According to UNWTO/ITF research released in December 2019 at UNFCCC COP25, CO2 emissions from tourism were forecast to increase at least by 25% by 2030.
Therefore, the need to scale up climate action in tourism remains urgent as emissions could rapidly rebound once operations restart and, ultimately, the cost of inaction with regards to climate will be in the long run larger than the cost of any other crisis.
In 2020, the One Planet Vision for a responsible recover of the tourism sector was adopted with the aim to emerge stronger and more sustainable from the COVID-19 crisis.

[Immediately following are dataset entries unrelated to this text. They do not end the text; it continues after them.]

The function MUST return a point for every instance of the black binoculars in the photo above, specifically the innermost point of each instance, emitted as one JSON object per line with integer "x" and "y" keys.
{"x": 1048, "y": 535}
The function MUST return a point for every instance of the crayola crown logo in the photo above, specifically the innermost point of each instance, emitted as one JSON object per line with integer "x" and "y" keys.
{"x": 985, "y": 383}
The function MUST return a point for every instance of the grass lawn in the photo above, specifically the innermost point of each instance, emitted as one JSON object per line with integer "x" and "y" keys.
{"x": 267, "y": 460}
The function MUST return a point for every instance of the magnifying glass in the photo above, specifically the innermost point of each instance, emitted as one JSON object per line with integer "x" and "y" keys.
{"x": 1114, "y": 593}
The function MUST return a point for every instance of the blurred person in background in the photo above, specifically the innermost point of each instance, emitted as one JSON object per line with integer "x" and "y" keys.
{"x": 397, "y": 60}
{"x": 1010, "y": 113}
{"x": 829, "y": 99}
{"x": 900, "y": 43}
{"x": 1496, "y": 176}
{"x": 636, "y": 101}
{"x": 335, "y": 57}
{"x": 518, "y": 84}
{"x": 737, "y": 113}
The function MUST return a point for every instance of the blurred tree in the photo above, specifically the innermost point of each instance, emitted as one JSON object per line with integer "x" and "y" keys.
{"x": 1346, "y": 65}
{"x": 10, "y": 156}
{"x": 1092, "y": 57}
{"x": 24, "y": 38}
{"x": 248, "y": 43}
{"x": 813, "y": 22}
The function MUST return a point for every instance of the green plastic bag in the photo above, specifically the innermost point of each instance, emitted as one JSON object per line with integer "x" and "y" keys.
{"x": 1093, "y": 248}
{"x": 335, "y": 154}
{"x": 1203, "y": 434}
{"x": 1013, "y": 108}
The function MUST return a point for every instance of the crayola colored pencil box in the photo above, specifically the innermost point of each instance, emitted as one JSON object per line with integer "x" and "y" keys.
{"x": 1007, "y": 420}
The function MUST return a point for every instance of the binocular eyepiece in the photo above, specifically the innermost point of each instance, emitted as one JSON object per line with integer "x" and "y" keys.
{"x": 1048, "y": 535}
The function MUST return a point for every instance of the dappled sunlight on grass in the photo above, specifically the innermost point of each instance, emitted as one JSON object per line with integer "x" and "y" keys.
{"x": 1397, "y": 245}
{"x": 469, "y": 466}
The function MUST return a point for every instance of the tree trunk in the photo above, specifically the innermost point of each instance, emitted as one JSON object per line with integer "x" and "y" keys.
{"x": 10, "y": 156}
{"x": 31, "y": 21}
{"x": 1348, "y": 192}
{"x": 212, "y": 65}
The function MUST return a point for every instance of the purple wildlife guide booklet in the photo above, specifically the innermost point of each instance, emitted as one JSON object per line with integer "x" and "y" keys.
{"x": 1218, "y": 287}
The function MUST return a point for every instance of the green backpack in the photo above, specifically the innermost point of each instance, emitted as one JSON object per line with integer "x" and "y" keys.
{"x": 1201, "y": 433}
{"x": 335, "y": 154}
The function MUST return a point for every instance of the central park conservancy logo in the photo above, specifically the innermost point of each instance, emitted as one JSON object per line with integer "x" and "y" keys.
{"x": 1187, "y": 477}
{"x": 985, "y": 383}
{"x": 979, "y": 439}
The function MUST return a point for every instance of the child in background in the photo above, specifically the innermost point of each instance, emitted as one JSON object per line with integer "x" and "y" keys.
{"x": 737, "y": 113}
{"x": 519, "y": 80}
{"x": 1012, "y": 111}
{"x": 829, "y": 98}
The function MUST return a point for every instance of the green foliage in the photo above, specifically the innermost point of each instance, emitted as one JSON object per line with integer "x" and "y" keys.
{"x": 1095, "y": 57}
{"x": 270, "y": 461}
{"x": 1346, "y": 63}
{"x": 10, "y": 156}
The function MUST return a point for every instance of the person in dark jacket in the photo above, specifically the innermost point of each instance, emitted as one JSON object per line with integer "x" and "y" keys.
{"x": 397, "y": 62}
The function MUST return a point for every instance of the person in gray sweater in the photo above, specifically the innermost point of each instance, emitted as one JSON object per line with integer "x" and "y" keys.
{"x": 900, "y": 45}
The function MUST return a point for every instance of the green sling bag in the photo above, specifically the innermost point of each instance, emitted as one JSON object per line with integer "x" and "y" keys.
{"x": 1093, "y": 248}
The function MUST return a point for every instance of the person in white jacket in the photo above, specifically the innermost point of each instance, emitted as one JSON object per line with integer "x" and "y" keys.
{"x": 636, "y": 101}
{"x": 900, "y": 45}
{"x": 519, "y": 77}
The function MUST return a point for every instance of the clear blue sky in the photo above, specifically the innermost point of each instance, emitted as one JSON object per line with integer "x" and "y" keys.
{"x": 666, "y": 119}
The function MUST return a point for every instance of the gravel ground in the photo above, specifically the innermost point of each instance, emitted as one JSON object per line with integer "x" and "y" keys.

Climate action occupies a central place in the Vision, which calls for monitoring and reporting CO2 emissions from tourism, promoting the introduction of science-based targets, accelerating the decarbonization of tourism operations and engaging the tourism sector in carbon removal.
In May 2021, the G20 Tourism Ministers welcomed the UNWTO Recommendations for the Transition to a Green Travel and Tourism Economy, acknowledging that there is a “growing consensus that recovering from the COVID-19 pandemic must also tackle the underlying reasons and sustainability challenges.”
According to UNWTO recent research, the growing consensus of the importance to scale up climate action in tourism is starting to be reflected in Nationally Determined Contributions (NDCs), in which the references to tourism have increased from 41% in 2019 to 46% in 2021. Among those NDCs which mention tourism, there is an increase in references to the sectors vulnerability to climate change (54%, from 21% in 2019) and a priority sector (49%, from 20% in 2019), and more references connecting the sector with adaptation (66%, from 24% in 2019) and mitigation (29%, from 8% in 2019).
The tourism sector has been deeply affected by the pandemic, but the current crisis also represents an opportunity to rethink and restart tourism.